An order dismissing some but not all claims is not final and not immediately appealable. See, e.g., Reinholdson v. Minnesota, 346 F.3d 847 (8th Cir.2003). Such an order may be appealed, however, if certain conditions enumerated in Rule 54(b) or 28 U.S.C. § 1292(b) have been met. Rule 54(b) provides:

When an action presents more than one claim for relief — whether as a claim, counterclaim, crossclaim, or third-party claim — ... the court may direct entry of a final judgment as to one or more, but fewer than all, claims ... only if the court expressly determines that there is no just reason for delay.

Here, Mathers did not seek, much less obtain, a Rule 54(b) certificate that satisfies these conditions.

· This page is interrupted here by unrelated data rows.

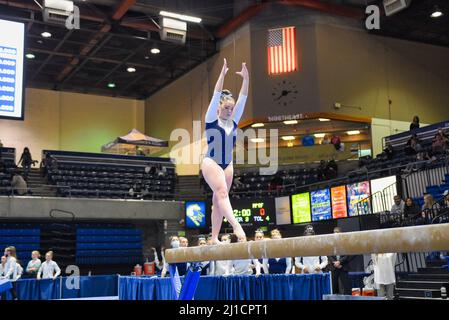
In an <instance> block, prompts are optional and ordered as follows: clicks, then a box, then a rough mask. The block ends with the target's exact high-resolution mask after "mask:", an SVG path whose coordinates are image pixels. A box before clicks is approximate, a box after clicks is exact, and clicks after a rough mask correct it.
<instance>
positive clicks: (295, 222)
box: [292, 192, 311, 224]
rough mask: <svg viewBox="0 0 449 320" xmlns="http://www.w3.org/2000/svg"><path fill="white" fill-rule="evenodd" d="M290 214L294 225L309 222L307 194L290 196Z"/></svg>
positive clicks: (309, 212) (308, 203) (309, 198)
mask: <svg viewBox="0 0 449 320" xmlns="http://www.w3.org/2000/svg"><path fill="white" fill-rule="evenodd" d="M292 212H293V223H295V224H296V223H306V222H310V221H311V212H310V194H309V192H304V193H300V194H295V195H292Z"/></svg>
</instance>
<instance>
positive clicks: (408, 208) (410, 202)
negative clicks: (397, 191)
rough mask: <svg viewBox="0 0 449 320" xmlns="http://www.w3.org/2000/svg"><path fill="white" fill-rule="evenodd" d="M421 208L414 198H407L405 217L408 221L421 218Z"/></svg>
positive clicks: (404, 208)
mask: <svg viewBox="0 0 449 320" xmlns="http://www.w3.org/2000/svg"><path fill="white" fill-rule="evenodd" d="M420 216H421V208H420V207H419V206H418V205H417V204H416V203H415V201H413V199H412V198H407V199H406V200H405V206H404V218H405V219H406V221H413V220H415V219H418V218H420Z"/></svg>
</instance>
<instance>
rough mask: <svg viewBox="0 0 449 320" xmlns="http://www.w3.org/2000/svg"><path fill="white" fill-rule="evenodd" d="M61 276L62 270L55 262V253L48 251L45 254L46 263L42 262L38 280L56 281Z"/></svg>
mask: <svg viewBox="0 0 449 320" xmlns="http://www.w3.org/2000/svg"><path fill="white" fill-rule="evenodd" d="M60 274H61V269H60V268H59V266H58V264H57V263H56V262H54V261H53V251H48V252H47V253H46V254H45V261H44V262H42V264H41V267H40V268H39V271H38V272H37V279H39V280H40V279H53V280H55V279H56V278H57V277H58V276H59V275H60Z"/></svg>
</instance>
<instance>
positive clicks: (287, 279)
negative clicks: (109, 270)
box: [119, 273, 331, 300]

Nor did Mathers seek a certificate of appealability under 28 U.S.C. § 1292(b), another exception to the final judgment rule. Reinholdson, 346 F.3d at 849. Under 28 U.S.C. § 1292(b), we may assume jurisdiction over an appeal from an interlocutory order at our discretion if the district court issuing the order is of the opinion that “such order involves a controlling question of law as to which there is substantial ground for difference of opinion and that an immediate appeal from the order may materially advance the ultimate termination of the litigation[J” Because the judgment was not final and Mathers failed to obtain a certificate under either *399 Rule 54(b) or 28 U.S.C. § 1292(b), we lack jurisdiction to hear her appeal.

III.

Wright cross appeals, contending that the district court erred in finding that she was not entitled to qualified immunity. Because a district court’s denial of a motion to dismiss based on qualified immunity is immediately appealable, the cross appeal is properly before us. Schatz Family ex rel. Schatz v. Gierer, 346 F.3d 1157, 1159 (8th Cir.2003) (citing Behrens v. Pelletier, 516 U.S. 299, 307, 116 S.Ct. 834, 133 L.Ed.2d 773 (1996)). 1

We review de novo the denial of a motion to dismiss, taking all allegations in the complaint as true. Crumpley-Patterson v. Trinity Lutheran Hosp., 388 F.3d 588, 590 (8th Cir.2004). To prevail at this stage, Wright must show that she is entitled to qualified immunity on the face of the complaint. Bradford v. Huckabee, 394 F.3d 1012, 1015 (8th Cir.2005). Qualified immunity is “an immunity from suit rather than a mere defense to liability” and “is effectively lost if a case is erroneously permitted to go to trial.” Mitchell v.